0

I'm searching for a way to count unique digits efficiently with a one liner.

For example: given the integer 623562, return value would be 4.

My current way of doing it is, given integer i, im using len(set(str(i))). Creating a set is time consuming. I'm going over alot of numbers so I need an efficient way.

Also, if someone can find a way to go over all the numbers with x digits without using range() (and in a one liner..), I'll be glad. Memory limits me when using range because a list is created (I assume).

user1413824
  • 659
  • 1
  • 8
  • 15

3 Answers3

11

sets are optimized for this creation. Unless you want to roll out your own decimal-to-string conversion (and that would take more than one line), it's the way to go.

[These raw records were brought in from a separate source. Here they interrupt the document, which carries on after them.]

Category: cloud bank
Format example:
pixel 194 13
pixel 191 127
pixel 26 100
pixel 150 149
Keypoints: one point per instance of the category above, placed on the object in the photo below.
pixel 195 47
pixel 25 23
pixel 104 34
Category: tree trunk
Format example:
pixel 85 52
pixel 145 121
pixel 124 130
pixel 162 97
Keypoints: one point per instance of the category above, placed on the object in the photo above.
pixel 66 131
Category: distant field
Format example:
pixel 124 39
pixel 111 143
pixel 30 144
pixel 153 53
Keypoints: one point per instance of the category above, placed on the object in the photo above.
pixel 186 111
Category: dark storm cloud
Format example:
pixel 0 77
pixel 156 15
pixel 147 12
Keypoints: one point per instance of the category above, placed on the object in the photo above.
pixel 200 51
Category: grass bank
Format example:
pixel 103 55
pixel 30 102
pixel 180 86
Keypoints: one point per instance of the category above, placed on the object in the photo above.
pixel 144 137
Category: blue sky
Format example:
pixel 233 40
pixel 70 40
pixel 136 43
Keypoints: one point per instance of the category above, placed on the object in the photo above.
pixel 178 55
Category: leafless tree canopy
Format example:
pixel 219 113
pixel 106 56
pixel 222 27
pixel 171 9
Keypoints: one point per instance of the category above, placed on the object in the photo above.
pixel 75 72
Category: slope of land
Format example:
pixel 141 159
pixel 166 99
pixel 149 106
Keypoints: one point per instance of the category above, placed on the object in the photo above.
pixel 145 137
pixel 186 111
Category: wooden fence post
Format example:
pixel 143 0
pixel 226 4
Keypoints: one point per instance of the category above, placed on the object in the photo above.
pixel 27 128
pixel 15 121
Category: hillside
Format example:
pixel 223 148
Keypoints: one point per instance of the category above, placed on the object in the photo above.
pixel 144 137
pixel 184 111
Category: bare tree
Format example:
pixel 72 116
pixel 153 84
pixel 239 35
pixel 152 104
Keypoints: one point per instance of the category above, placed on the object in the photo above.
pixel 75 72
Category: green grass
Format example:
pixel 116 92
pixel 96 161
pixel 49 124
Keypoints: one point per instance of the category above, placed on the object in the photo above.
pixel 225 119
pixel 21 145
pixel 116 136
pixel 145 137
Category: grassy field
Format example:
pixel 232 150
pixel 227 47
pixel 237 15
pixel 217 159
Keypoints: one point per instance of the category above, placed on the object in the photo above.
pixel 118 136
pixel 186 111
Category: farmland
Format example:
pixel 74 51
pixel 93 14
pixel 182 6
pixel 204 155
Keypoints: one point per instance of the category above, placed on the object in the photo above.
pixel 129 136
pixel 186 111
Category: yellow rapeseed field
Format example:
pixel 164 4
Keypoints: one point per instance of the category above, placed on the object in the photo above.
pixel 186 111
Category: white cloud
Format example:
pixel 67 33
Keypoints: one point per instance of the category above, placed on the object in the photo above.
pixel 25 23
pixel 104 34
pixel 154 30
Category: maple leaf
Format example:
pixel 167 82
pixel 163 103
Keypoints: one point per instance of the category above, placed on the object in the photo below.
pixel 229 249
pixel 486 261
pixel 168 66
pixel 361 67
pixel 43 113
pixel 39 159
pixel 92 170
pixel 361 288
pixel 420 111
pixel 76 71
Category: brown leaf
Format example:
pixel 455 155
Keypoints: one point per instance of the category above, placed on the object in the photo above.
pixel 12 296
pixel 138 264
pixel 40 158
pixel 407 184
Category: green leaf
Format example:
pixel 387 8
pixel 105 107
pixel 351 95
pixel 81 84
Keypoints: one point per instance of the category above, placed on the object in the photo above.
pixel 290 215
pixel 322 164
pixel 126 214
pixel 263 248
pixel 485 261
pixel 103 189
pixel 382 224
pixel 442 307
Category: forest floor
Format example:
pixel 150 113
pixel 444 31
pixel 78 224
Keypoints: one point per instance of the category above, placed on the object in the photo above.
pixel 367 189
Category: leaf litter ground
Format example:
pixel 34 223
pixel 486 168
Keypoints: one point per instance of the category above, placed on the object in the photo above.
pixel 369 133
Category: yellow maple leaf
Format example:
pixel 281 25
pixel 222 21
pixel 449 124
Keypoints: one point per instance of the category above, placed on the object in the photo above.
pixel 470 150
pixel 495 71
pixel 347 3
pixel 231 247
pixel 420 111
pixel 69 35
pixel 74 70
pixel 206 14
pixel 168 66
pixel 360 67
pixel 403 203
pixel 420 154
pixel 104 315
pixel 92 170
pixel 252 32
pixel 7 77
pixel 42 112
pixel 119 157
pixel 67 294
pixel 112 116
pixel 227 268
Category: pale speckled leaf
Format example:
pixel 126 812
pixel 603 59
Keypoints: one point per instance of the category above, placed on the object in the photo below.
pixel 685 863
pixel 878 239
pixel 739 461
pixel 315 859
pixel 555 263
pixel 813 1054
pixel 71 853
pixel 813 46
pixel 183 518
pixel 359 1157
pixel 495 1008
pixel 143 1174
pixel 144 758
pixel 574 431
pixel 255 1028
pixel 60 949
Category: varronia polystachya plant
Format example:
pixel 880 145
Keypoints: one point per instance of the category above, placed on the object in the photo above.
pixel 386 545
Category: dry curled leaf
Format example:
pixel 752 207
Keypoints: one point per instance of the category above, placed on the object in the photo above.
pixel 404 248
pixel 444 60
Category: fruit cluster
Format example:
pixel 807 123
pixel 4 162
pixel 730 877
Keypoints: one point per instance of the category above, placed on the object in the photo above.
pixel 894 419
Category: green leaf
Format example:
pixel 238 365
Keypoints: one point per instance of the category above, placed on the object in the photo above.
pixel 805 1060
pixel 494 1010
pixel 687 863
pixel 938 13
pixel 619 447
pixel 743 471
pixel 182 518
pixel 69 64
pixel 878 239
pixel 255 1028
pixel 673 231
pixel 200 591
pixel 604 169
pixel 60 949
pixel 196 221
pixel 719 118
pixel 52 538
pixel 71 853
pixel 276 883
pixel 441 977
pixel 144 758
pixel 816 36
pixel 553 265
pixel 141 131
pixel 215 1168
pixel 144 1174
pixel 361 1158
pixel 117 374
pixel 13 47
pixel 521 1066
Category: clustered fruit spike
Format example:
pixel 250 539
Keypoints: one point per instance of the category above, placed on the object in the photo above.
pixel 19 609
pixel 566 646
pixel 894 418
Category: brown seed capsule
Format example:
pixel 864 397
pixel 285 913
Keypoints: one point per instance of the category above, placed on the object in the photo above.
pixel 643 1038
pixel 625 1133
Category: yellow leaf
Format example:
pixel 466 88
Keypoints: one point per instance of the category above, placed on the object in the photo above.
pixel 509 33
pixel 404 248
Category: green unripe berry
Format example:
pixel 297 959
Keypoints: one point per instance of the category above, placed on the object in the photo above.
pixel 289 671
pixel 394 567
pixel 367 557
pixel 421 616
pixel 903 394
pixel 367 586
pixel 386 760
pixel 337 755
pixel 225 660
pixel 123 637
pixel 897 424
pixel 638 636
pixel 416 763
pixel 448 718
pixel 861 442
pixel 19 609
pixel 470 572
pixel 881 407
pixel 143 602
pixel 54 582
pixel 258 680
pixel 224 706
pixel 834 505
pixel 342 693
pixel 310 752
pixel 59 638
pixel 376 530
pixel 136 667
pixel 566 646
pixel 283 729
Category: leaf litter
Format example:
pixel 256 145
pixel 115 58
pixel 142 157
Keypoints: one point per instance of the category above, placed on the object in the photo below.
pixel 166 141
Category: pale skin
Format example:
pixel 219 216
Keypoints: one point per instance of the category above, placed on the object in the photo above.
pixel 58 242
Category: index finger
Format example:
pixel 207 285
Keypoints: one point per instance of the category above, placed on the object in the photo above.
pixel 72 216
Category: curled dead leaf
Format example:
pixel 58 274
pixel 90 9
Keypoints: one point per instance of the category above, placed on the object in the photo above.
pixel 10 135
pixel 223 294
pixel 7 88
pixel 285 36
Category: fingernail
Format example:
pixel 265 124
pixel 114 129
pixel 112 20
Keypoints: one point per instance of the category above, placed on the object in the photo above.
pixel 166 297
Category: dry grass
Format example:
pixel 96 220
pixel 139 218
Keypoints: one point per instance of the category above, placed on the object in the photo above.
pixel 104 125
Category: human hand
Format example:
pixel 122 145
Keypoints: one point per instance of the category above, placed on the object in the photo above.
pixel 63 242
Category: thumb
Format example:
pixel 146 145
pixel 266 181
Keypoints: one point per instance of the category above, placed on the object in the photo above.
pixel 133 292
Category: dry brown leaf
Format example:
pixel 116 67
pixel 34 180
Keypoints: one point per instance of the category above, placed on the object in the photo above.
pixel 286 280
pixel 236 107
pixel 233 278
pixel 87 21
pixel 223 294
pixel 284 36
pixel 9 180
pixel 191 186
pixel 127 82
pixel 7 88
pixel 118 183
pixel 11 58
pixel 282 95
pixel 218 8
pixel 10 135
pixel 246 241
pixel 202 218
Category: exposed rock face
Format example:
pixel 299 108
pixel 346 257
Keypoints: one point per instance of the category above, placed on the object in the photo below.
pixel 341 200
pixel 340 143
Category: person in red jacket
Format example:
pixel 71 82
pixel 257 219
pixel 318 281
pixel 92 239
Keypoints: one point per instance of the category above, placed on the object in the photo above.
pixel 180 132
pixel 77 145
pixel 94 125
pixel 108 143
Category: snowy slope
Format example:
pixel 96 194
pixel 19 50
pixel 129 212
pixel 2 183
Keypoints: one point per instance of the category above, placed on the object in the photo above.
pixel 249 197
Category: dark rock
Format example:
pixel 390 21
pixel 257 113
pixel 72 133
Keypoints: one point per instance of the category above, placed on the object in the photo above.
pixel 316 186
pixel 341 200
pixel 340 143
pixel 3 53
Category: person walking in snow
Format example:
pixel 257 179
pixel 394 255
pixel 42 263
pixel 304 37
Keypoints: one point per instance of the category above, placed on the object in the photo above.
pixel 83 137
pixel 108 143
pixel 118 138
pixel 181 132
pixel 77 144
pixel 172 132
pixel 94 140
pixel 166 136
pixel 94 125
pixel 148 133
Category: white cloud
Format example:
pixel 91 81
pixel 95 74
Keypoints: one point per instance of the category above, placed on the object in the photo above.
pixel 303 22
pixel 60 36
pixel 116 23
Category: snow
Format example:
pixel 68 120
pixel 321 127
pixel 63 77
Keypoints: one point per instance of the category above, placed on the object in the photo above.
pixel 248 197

range only allocates memory in Python 2.x. For small numbers like 623562, the memory shouldn't be a problem. For larger numbers, use xrange in Python 2.x or simply switch to Python 3.x, where range generates the numbers just in time.

phihag
  • 278,196
  • 72
  • 453
  • 469
  • Thanks, im using python 2.7 so xrange does help, since range can be numbers with even 9 digits. however, in high ranges, python says that the int is too large, im starting to wonder if there is a way going over the number treating them as strings somehow. about set, dont forget my goal, im searching for any way to count the unique digits in a given number, if you have any way which does not include decimal-to-string convertion, it would still suffice. – user1413824 May 25 '12 at 10:22
  • You can use a drop-in to get [xrange for large numbers](http://stackoverflow.com/questions/1482480/xrange2100-overflowerror-long-int-too-large-to-convert-to-int). No offense, but your requirements (single line, Python, but speed at all costs) seem somewhat) confused. If performance is really an issue, you should think about writing an optimized C program that does exactly what you want. It will be more than a single line, but why is that critical? – phihag May 25 '12 at 10:55
  • It's a part of a project, i need it that way. I still have another list size problem: I need to sum for all the numbers in the range, the count of unique digits for each one, so im creating a list using list comprehensions and then sum it. Is there a way of summing these counts on the fly, without creating a list? What im currently doing given x (number of digits) is: sum([len(set(str(i))) for i in xrange(10**(x-1),10**x)]) – user1413824 May 25 '12 at 11:15
  • 1
    You can simply lose the brackets. That will make your [list comprehension](http://docs.python.org/tutorial/datastructures.html#list-comprehensions) a [generator expression](http://docs.python.org/reference/expressions.html#generator-expressions), which does not require memory upfront. Your project requirements are really strange. Why does your client insist on a one-liner? If it's homework or codegolf, you should [tag](http://stackoverflow.com/questions/tagged/homework) it as such. – phihag May 25 '12 at 12:30
2

I'm having a hard time believing that len(set(str(num))) isn't fast enough for you. Here is a test that does len(set(str())) of a random, very large number 100,000 times:

% python -m timeit -s 'import random' 'for i in range(100000): \
  len(set(str(random.randint(199123212312399956789, 1000000099999999123091230000000))))'
10 loops, best of 3: 456 msec per loop

And a decent chunk of that time is just generating the random numbers! If you really need to go faster than that, I'd think you should consider an alternative language.

Nolen Royalty
  • 18,415
  • 4
  • 40
  • 50
1

Here's a way that avoids creating a set each time. All but the last line are initialisation code so only happen once:

>>> from operator import or_
>>> from collections import Counter
>>> from functools import reduce
>>> bits = {str(i):2**i for i in range(10)}
>>> counts = [Counter(format(i,'b'))['1'] for i in range(2**10)]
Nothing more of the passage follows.